Um den IT-Administrierenden das Leben bezüglich Wartungen zu vereinfachen, entschied man sich an Stelle einer Single-Server-Installation für ein wenig Modularisierung, ohne es jedoch für einen anvisierten Benutzer*innenkreis von 15 Personen zu übertreiben. Dies kostet allerdings einiges an Mehraufwand und Zeit. Die vereinfachte Wartung und Möglichkeit, Dienste später bei Vergrößerung des Nutzer+innenkreises vom Sizing anzupassen oder auch weiter auf dedizierte Instanzen auszulagern, rechtfertigt diesen Aufwand nach jedoch. Die Dienste sind nicht direkt zu erreichen, sondern werden über einen Reverse Proxy bereitgestellt.

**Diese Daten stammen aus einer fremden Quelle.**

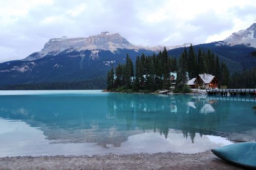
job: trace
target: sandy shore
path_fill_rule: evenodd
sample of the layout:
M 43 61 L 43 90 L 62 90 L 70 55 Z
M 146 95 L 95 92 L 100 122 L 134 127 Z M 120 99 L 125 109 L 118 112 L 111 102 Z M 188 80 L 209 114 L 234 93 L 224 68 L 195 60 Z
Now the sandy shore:
M 194 154 L 22 156 L 0 158 L 0 169 L 242 169 L 207 151 Z

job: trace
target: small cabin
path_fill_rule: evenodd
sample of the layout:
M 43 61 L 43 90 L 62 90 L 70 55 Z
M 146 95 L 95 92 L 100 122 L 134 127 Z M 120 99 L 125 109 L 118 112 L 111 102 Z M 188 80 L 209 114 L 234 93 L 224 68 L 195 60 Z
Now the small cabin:
M 189 86 L 191 88 L 195 88 L 197 84 L 197 78 L 193 78 L 187 82 L 187 85 Z
M 205 89 L 216 88 L 218 83 L 219 80 L 215 76 L 204 73 L 197 76 L 196 86 Z
M 177 73 L 176 72 L 170 72 L 170 88 L 175 88 L 175 85 L 176 84 L 177 80 Z

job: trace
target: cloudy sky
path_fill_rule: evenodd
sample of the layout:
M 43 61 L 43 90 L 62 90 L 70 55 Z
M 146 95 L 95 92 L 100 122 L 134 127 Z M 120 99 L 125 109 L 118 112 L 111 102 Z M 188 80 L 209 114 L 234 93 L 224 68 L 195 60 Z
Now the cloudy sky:
M 119 33 L 141 45 L 223 40 L 256 18 L 255 0 L 0 0 L 0 62 L 23 59 L 52 38 Z

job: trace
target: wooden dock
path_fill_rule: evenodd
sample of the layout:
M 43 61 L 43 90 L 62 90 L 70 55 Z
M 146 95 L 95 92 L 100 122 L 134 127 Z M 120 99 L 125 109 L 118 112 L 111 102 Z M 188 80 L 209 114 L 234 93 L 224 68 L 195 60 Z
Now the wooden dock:
M 246 97 L 244 96 L 239 96 L 238 95 L 234 96 L 221 96 L 221 95 L 210 95 L 207 96 L 207 99 L 209 100 L 217 100 L 219 101 L 239 101 L 239 102 L 256 102 L 256 98 L 253 96 Z
M 206 92 L 208 94 L 256 95 L 256 89 L 206 89 Z
M 170 92 L 170 90 L 163 90 L 163 91 L 158 91 L 158 93 L 159 94 L 167 94 L 168 92 Z

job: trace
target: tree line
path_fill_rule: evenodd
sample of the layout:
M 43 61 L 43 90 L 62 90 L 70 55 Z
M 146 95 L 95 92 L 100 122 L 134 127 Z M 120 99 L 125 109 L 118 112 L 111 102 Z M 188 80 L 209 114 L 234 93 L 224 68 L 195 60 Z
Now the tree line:
M 197 54 L 190 44 L 188 50 L 184 47 L 178 61 L 169 56 L 165 47 L 157 55 L 145 56 L 142 54 L 137 57 L 134 69 L 127 54 L 125 63 L 119 63 L 108 71 L 106 88 L 126 92 L 169 89 L 170 72 L 175 71 L 178 75 L 176 89 L 180 91 L 188 90 L 188 79 L 203 73 L 215 76 L 222 85 L 228 86 L 230 81 L 229 71 L 225 63 L 220 62 L 218 55 L 210 50 L 205 53 L 200 48 Z
M 0 90 L 97 90 L 106 87 L 105 77 L 97 77 L 82 81 L 65 82 L 41 82 L 33 84 L 5 85 Z

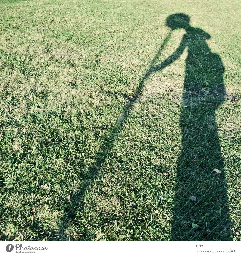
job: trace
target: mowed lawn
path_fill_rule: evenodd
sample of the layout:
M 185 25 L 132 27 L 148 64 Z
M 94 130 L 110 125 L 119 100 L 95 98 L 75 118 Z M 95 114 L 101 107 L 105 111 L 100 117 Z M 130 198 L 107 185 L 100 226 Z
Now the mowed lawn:
M 1 240 L 240 241 L 240 9 L 0 0 Z M 207 59 L 186 47 L 152 72 L 192 47 L 165 24 L 177 13 Z M 222 93 L 198 83 L 213 54 Z

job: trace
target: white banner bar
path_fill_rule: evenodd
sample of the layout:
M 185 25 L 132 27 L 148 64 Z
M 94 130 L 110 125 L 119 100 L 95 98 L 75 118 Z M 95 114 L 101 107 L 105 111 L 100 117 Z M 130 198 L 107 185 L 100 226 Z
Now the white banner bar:
M 0 255 L 241 255 L 241 242 L 5 242 Z

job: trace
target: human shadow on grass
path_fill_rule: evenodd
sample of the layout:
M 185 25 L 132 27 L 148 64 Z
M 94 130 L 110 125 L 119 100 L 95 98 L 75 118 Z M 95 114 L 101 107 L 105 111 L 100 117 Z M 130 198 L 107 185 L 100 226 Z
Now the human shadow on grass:
M 84 201 L 92 181 L 101 176 L 112 146 L 124 119 L 140 96 L 145 82 L 151 74 L 160 71 L 177 59 L 187 49 L 180 124 L 182 130 L 182 149 L 177 164 L 175 196 L 170 240 L 229 240 L 228 201 L 220 146 L 215 122 L 215 111 L 225 95 L 224 65 L 218 55 L 212 53 L 206 40 L 211 36 L 193 27 L 189 18 L 182 13 L 169 16 L 166 25 L 170 32 L 140 81 L 135 96 L 129 99 L 116 127 L 108 134 L 96 158 L 94 165 L 84 179 L 81 191 L 72 196 L 65 219 L 76 223 L 76 211 L 84 214 Z M 186 33 L 177 49 L 165 60 L 157 64 L 162 50 L 174 30 Z M 81 239 L 90 240 L 83 228 Z M 61 232 L 61 229 L 60 232 Z

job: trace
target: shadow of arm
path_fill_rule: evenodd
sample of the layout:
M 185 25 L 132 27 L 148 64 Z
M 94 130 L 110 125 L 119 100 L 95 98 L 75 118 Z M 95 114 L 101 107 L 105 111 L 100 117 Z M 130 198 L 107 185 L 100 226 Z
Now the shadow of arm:
M 162 70 L 164 68 L 174 62 L 180 57 L 186 47 L 184 44 L 183 43 L 183 40 L 180 43 L 178 48 L 171 55 L 159 65 L 150 68 L 149 71 L 149 74 L 148 74 L 149 75 L 152 73 L 155 73 Z

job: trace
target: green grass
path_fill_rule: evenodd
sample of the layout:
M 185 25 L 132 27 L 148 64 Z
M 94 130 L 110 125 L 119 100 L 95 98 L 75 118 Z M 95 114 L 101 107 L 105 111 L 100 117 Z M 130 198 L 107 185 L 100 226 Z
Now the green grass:
M 241 240 L 240 1 L 0 4 L 1 240 Z

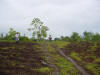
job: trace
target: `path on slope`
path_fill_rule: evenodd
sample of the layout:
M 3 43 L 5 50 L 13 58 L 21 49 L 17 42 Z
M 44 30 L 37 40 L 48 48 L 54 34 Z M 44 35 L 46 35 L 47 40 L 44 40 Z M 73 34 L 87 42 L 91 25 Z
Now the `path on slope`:
M 44 52 L 45 56 L 48 59 L 48 62 L 49 62 L 48 66 L 52 67 L 55 70 L 53 72 L 53 75 L 60 75 L 59 68 L 53 63 L 52 57 L 50 56 L 50 53 L 48 52 L 48 49 L 46 48 L 46 46 L 47 46 L 47 44 L 46 44 L 46 42 L 44 42 L 44 44 L 43 44 L 43 52 Z

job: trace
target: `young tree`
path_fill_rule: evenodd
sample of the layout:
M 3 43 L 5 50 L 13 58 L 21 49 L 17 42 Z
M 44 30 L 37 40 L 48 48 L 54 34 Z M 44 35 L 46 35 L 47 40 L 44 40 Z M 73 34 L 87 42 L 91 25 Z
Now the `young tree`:
M 77 32 L 73 32 L 73 34 L 71 36 L 71 40 L 72 41 L 81 41 L 81 37 L 79 36 L 79 34 Z
M 94 35 L 92 32 L 87 32 L 87 31 L 85 31 L 83 34 L 84 34 L 83 36 L 84 41 L 91 41 Z
M 28 28 L 29 31 L 32 31 L 32 36 L 34 39 L 41 40 L 47 37 L 47 31 L 49 30 L 47 26 L 44 26 L 44 23 L 40 21 L 39 18 L 34 18 L 31 23 L 31 28 Z
M 16 35 L 16 31 L 13 28 L 10 28 L 8 32 L 8 40 L 11 40 L 12 38 L 14 38 L 15 35 Z

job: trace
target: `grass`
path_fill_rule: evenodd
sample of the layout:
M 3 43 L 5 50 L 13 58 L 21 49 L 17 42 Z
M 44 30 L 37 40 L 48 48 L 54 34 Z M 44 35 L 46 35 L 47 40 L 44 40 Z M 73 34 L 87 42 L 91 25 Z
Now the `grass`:
M 41 67 L 38 69 L 31 69 L 31 70 L 38 71 L 38 72 L 51 72 L 52 69 L 49 67 Z
M 81 61 L 81 57 L 76 52 L 72 52 L 70 56 L 77 61 Z
M 100 67 L 94 63 L 87 63 L 86 68 L 90 70 L 94 75 L 100 75 Z

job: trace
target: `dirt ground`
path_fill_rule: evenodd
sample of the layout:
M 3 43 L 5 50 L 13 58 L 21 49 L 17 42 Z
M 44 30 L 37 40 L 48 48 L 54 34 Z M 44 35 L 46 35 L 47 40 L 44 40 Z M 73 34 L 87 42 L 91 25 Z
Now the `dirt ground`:
M 44 67 L 37 43 L 0 42 L 0 75 L 47 75 L 35 69 Z
M 77 58 L 80 58 L 81 60 L 78 61 L 73 58 L 76 56 L 73 56 L 72 58 L 77 61 L 79 65 L 83 66 L 91 75 L 100 75 L 100 60 L 96 60 L 97 58 L 100 59 L 100 43 L 73 42 L 65 46 L 62 50 L 69 56 L 71 56 L 72 52 L 77 53 Z M 88 69 L 86 67 L 87 64 L 93 65 L 89 66 Z

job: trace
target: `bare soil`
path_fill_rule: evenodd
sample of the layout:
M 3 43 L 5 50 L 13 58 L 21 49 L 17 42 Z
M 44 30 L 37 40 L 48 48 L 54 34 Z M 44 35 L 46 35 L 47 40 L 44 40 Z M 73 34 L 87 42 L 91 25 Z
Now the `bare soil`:
M 48 75 L 35 69 L 44 67 L 37 43 L 0 42 L 0 75 Z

Aus diesen Gründen wurden die Kerndienste von Anfang an entkoppelt und auf folgende Instanzen verteilt:

  • Reverse Proxy Server
  • Identity Management Server
  • Groupware Server
  • Docker Application Server
  • Database Server
  • LECARE Server

Alle Anwendungen werden soweit möglich über das Univention App Center in Betrieb genommen, können um eine Subskription ergänzt werden und stehen somit unter Support der Hersteller und einheitlicher Updateverwaltung.

Als Ausblick plant das IT-Team die Aktualisierung der Plattform auf UCS 5. Momentan sind die Anwendungen per Standard LDAP und Kerberos Bind an den Verzeichnisdienst angebunden. Es wird aber gewünscht, die Anwendungen auf SAML oder OpenID-basierte Anmeldeverfahren umzustellen, um ein echtes Web-Single-Sign-on zu ermöglichen.